Drawing patterns out of our practice, UE 150 uses these key elements of union power to guide its work:

Workplace Organization that unites workers as a collective democratic force and trains leaders to fight grievances and represent co-workers before management. Members hold area meetings on lunch or break to decide on issues and strategies and have elected stewards and officers who receive training and have helped win victories on the shop floor.

Victories in this area include winning formal grievances (winning several re-hires with back pay and getting unjust write-ups out of workers’ files); informal grievances through group letters; direct meetings with supervisors; and other forms of solidarity.

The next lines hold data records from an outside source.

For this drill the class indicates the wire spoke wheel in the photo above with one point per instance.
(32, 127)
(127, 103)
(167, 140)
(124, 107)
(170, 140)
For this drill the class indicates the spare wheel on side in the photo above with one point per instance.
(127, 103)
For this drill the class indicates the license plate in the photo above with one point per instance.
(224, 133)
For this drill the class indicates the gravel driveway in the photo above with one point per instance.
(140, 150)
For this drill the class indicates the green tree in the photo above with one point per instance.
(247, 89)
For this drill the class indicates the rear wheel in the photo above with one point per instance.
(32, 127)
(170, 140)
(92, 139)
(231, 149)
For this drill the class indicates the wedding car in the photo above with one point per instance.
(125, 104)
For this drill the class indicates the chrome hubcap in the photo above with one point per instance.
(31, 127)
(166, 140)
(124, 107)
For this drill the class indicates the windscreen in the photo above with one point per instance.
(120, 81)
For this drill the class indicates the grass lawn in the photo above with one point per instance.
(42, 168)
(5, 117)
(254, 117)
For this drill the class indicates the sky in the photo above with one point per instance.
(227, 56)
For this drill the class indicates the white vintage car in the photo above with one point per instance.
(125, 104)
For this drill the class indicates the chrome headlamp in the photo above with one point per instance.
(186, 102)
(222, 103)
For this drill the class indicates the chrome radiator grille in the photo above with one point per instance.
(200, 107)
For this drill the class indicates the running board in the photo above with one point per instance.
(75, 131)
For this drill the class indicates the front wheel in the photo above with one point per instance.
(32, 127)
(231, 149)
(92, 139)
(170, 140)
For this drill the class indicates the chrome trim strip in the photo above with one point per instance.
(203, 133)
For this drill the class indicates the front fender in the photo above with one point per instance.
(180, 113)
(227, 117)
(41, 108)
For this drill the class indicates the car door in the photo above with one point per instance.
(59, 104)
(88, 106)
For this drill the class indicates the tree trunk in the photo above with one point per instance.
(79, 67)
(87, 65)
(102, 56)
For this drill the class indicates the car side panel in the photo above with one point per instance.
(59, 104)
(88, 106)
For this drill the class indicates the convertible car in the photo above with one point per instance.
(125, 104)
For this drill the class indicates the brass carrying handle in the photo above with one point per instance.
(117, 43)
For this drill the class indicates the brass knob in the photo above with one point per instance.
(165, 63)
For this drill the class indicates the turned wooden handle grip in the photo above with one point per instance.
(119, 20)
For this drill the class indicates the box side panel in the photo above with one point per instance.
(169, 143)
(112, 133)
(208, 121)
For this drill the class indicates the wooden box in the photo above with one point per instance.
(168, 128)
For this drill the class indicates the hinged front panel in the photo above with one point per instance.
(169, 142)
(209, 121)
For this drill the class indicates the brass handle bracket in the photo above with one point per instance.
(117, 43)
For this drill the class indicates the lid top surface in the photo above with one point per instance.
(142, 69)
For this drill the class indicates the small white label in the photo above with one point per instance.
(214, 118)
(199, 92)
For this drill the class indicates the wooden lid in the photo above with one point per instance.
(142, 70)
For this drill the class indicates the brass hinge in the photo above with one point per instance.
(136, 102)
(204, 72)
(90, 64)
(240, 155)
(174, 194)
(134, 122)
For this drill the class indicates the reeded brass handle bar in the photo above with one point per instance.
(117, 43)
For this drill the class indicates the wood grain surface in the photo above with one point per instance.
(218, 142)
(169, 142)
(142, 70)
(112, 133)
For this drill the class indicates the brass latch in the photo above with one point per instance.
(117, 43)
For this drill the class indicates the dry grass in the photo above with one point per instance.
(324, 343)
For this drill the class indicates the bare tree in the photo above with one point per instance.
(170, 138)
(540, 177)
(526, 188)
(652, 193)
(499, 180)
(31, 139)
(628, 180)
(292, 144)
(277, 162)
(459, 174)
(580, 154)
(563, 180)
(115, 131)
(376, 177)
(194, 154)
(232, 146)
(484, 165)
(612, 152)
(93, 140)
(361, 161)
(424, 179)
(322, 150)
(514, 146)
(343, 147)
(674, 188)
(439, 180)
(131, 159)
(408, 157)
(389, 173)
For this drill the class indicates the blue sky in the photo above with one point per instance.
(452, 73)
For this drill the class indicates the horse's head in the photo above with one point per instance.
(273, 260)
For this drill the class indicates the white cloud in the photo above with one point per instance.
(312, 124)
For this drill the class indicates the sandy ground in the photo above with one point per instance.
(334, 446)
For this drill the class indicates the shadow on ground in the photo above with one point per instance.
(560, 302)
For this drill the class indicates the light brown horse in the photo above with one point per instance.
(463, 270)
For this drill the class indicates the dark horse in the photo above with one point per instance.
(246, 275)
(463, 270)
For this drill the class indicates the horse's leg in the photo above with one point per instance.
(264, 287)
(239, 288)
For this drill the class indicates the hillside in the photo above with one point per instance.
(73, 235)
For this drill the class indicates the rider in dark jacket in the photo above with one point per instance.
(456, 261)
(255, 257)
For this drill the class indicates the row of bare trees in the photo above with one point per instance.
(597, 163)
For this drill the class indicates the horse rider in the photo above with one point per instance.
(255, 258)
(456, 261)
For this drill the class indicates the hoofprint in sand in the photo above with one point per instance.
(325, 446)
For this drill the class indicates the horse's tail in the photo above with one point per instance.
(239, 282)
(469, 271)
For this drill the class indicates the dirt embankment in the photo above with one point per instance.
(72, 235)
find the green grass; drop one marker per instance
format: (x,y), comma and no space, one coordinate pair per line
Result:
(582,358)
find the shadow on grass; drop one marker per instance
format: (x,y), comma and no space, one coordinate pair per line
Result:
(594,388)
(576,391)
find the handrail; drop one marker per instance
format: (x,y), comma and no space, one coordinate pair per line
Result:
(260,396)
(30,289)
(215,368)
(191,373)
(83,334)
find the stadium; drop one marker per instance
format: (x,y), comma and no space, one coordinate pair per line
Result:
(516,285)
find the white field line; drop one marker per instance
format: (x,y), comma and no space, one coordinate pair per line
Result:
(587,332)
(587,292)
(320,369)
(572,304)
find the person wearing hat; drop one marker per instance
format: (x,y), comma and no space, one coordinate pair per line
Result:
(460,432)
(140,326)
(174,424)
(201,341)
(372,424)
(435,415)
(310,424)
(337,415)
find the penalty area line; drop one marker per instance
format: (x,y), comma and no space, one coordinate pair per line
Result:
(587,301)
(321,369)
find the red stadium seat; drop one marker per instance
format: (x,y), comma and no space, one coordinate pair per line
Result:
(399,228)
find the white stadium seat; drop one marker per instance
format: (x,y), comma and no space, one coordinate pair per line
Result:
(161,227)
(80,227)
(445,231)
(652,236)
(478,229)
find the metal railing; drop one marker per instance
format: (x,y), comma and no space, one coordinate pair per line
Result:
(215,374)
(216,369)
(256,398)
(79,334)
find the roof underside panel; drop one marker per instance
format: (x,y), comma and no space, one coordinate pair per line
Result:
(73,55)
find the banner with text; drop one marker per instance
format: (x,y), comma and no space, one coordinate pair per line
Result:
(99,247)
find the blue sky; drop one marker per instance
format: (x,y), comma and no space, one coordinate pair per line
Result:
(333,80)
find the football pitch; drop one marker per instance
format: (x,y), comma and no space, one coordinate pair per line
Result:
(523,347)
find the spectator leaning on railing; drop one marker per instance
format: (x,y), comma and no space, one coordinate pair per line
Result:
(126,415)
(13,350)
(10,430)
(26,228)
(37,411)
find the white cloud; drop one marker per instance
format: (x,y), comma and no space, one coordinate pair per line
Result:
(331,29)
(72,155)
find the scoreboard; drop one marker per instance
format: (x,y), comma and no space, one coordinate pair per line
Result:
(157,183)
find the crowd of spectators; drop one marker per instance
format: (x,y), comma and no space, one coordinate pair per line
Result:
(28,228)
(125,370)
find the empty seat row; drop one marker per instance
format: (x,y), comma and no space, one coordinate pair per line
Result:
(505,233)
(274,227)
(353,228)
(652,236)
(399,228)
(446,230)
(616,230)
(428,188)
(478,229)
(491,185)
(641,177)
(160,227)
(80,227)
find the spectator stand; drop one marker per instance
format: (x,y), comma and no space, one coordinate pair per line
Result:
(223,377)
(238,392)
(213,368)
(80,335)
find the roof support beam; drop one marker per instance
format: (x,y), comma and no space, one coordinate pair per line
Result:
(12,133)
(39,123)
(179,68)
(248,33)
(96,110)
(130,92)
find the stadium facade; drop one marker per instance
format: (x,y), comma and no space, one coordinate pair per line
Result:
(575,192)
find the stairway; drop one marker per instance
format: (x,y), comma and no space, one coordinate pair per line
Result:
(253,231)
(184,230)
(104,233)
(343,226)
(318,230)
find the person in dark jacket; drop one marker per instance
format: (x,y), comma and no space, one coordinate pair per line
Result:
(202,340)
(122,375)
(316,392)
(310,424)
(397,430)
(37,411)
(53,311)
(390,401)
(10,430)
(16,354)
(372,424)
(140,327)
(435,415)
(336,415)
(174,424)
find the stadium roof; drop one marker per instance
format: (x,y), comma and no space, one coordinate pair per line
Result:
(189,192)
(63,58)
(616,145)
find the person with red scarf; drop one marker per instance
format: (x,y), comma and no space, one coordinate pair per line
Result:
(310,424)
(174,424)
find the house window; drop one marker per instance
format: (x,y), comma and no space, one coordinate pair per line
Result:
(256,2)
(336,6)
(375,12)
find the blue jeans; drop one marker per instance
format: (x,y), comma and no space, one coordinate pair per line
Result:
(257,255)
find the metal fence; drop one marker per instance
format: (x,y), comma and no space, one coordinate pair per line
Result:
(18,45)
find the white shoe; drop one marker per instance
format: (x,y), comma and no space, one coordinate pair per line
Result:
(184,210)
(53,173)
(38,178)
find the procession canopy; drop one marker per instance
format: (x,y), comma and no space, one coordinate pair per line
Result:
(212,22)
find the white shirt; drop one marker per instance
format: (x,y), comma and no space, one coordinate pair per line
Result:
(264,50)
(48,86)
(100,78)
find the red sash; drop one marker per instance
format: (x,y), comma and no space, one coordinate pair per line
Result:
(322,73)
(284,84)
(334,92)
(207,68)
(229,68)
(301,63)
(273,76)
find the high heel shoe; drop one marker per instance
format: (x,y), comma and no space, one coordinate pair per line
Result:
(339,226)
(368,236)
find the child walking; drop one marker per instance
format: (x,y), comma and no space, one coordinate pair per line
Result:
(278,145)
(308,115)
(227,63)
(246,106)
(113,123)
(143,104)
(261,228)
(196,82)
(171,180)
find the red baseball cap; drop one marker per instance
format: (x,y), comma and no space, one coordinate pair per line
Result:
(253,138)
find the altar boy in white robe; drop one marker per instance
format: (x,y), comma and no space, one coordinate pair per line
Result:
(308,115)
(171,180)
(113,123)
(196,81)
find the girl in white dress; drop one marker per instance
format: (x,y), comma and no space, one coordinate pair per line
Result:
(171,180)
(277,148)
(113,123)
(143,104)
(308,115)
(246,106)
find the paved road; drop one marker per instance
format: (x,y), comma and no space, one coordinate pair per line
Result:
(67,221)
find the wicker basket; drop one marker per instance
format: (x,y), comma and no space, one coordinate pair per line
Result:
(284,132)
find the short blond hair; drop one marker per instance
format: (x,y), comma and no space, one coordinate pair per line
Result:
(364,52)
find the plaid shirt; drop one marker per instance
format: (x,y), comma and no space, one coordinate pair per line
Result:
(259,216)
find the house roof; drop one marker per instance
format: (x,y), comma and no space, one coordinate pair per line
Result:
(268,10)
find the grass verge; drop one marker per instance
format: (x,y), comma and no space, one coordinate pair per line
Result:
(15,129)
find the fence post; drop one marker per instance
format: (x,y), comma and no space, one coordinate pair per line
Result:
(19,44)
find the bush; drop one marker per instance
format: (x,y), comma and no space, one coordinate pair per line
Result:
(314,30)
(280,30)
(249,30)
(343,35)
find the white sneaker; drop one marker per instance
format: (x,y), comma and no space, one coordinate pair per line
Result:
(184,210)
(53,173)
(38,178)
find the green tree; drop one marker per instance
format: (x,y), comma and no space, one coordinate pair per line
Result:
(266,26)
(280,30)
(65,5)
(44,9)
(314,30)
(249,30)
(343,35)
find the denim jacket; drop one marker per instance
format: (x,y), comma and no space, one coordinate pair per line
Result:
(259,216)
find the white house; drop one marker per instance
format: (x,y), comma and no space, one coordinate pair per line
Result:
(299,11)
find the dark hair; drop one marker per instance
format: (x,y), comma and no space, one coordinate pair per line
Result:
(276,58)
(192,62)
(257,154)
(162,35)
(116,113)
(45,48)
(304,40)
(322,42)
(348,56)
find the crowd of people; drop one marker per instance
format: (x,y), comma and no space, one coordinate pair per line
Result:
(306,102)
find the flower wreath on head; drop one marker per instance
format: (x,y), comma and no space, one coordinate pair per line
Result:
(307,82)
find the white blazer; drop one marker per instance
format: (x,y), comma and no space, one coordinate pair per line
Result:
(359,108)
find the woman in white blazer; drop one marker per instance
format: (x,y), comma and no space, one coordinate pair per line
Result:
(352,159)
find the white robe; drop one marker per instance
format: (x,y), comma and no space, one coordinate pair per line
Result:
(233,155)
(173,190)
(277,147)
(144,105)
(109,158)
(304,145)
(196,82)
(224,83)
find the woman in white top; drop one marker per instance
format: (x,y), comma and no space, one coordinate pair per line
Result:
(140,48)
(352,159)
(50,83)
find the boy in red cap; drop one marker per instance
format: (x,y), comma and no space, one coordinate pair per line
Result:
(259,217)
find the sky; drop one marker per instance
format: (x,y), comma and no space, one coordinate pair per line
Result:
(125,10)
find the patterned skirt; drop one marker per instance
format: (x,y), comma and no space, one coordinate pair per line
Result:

In at least three cases, racist managers and supervisors have been forced to leave the job due to pressure from the union. At almost every institution, union chapters have had direct meetings with management regarding workplace issues. In several instances they have won concrete changes, such as improved equipment, respect for or changed policy, and internally granted raises of $1,500-3,000 for individual workers.

Access to Information so workers can make timely and informed decisions. UE 150 gathers, organizes, and distributes publicly available-but difficult to obtain-information regarding wages, statewide reform, downsizing and privatization efforts, and legislative initiatives.

Community Support to shape public opinion and bring public pressure at all levels to support the demands of workers. The union has had support from churches and other religious leaders. In Kinston, the chapter won a unanimous vote of the County Commissioners for a union-sponsored resolution to defend and improve jobs and services.

System-wide Strength through a broad-based membership at major institutions throughout the various state departments. Thus far, UE 150 is strongest in two of the larger state departments-the UNC system and DHHS. This strength has won some system-wide changes and also helps workers support and learn from each other on common problems. For example, workers have been able to beat back proposals to close whole institutions through rallies and petition campaigns.

Statewide Union to impact the North Carolina General Assembly and elected and appointed state and federal officials. UE 150 has established a regular presence at the General Assembly, held its third annual lobby day this past June, and regularly initiates worker contact with legislators around issues of importance to all workers. Workers are organized to speak directly to officials, not filtered through “professional” paid lobbyists.

Accomplishments from this work include winning flat rather than percentage raises (to better help the lowest paid) for two years in a row, passage of legislation strengthening the grievance procedure and recognizing federal workers’ rights (ADA, FMLA, FLSA, etc.) for state workers, and the introduction of a bill (still being fought for) to win twice-a-month pay for the lowest pay grades.